The basic QR algorithm produces a sequence of similar matrices: given $A_0 = A$, compute the QR factorization $A_k = Q_k R_k$ and set $A_{k+1} = R_k Q_k = Q_k^T A_k Q_k$. Since $A_{k+1}$ is unitarily similar to $A_k$, all iterates share the same eigenvalues. Under mild conditions (distinct eigenvalue magnitudes), $A_k$ converges to upper triangular (or quasi-upper triangular in real arithmetic), with eigenvalues on the diagonal.

The shifted QR algorithm uses $A_k - \sigma_k I = Q_k R_k$, $A_{k+1} = R_k Q_k + \sigma_k I$. The shift $\sigma_k$ accelerates convergence by targeting specific eigenvalues. The Wilkinson shift chooses $\sigma_k$ as the eigenvalue of the bottom-right $2 \times 2$ submatrix of $A_k$ that is closer to $a_{nn}^{(k)}$. For symmetric matrices, the Wilkinson shift guarantees cubic convergence of the bottom-right entry to an eigenvalue.

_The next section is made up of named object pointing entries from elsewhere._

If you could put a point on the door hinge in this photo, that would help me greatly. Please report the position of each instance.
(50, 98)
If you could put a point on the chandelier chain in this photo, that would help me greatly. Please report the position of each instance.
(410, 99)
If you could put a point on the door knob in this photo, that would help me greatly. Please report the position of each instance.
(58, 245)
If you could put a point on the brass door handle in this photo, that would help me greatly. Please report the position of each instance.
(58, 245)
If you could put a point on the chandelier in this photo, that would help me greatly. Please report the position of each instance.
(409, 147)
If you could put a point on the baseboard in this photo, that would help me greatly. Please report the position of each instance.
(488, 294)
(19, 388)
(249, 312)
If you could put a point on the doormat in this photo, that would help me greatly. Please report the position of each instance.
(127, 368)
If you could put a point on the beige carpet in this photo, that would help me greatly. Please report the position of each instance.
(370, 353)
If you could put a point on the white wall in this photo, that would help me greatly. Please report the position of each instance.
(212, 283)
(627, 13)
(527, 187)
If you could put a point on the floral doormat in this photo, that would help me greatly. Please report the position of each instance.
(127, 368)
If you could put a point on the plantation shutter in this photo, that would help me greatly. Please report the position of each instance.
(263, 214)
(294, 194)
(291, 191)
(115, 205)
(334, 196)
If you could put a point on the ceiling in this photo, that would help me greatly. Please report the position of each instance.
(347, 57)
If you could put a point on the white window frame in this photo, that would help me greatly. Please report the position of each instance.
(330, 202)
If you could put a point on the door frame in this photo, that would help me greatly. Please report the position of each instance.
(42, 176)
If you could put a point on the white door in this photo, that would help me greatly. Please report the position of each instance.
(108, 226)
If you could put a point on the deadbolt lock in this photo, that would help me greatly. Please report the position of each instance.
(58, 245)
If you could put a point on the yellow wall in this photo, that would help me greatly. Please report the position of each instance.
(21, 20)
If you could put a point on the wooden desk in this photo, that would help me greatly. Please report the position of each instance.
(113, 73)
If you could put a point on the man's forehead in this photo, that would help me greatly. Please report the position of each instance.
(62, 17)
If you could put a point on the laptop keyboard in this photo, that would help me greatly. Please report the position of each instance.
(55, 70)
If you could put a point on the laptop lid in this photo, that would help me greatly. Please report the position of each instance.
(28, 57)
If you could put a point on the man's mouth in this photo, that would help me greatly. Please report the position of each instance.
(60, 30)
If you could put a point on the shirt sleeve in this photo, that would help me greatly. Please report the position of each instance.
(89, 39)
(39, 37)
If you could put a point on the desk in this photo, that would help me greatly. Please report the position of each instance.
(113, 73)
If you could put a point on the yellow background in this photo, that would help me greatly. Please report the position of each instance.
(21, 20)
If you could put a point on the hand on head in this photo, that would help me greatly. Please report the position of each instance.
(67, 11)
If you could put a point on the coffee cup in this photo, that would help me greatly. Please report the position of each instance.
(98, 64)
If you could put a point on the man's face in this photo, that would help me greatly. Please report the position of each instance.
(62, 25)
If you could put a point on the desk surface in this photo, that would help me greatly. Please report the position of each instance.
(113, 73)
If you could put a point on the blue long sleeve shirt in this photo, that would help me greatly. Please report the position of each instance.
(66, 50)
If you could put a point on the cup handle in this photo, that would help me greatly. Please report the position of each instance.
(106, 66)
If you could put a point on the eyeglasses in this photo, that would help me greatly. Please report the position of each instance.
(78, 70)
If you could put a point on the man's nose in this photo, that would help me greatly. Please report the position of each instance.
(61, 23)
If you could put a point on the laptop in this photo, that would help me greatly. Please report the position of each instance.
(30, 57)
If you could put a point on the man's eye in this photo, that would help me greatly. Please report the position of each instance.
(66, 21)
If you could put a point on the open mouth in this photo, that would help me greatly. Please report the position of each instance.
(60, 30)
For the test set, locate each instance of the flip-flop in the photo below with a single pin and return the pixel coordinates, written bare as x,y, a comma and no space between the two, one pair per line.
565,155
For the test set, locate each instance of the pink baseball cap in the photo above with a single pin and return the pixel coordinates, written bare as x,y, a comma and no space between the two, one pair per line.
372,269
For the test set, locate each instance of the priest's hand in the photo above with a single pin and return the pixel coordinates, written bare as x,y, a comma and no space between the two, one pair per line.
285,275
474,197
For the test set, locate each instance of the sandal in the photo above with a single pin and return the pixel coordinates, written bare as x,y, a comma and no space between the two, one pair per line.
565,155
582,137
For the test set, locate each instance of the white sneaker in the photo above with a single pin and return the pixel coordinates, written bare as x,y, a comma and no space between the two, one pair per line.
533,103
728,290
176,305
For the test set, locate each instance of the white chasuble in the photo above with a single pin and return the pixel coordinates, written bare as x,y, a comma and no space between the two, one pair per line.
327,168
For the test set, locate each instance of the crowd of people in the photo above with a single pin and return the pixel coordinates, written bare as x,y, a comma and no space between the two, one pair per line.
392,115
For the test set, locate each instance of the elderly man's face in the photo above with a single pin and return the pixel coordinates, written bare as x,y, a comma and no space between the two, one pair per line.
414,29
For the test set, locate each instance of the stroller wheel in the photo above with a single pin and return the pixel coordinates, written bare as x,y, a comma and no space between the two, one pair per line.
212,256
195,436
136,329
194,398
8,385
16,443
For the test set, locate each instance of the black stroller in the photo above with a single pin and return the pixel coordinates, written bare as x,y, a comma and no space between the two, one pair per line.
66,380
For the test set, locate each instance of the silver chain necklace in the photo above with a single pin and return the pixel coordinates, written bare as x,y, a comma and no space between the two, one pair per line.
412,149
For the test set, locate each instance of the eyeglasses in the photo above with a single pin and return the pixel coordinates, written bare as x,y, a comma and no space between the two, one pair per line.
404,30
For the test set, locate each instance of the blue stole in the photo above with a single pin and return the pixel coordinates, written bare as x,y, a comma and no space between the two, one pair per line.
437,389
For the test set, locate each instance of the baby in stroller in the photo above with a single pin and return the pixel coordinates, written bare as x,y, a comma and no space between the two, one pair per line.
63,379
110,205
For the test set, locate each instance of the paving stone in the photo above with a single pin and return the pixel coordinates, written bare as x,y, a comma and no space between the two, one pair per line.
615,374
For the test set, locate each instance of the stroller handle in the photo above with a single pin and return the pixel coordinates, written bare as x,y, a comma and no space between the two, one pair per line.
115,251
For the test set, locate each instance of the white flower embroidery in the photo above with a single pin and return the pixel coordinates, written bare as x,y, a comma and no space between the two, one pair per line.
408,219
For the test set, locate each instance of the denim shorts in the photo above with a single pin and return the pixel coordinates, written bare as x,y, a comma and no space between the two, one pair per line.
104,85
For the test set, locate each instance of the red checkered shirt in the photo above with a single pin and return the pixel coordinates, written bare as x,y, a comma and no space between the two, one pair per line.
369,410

For real matrices with complex eigenvalues, the double-shift (Francis) QR step implicitly applies two shifts $\sigma, \bar{\sigma}$ (a complex conjugate pair) simultaneously, maintaining real arithmetic throughout. This is achieved by computing $M = (A - \sigma I)(A - \bar{\sigma} I)$, taking only its first column, and performing a "bulge chase" with Householder reflectors to restore Hessenberg form.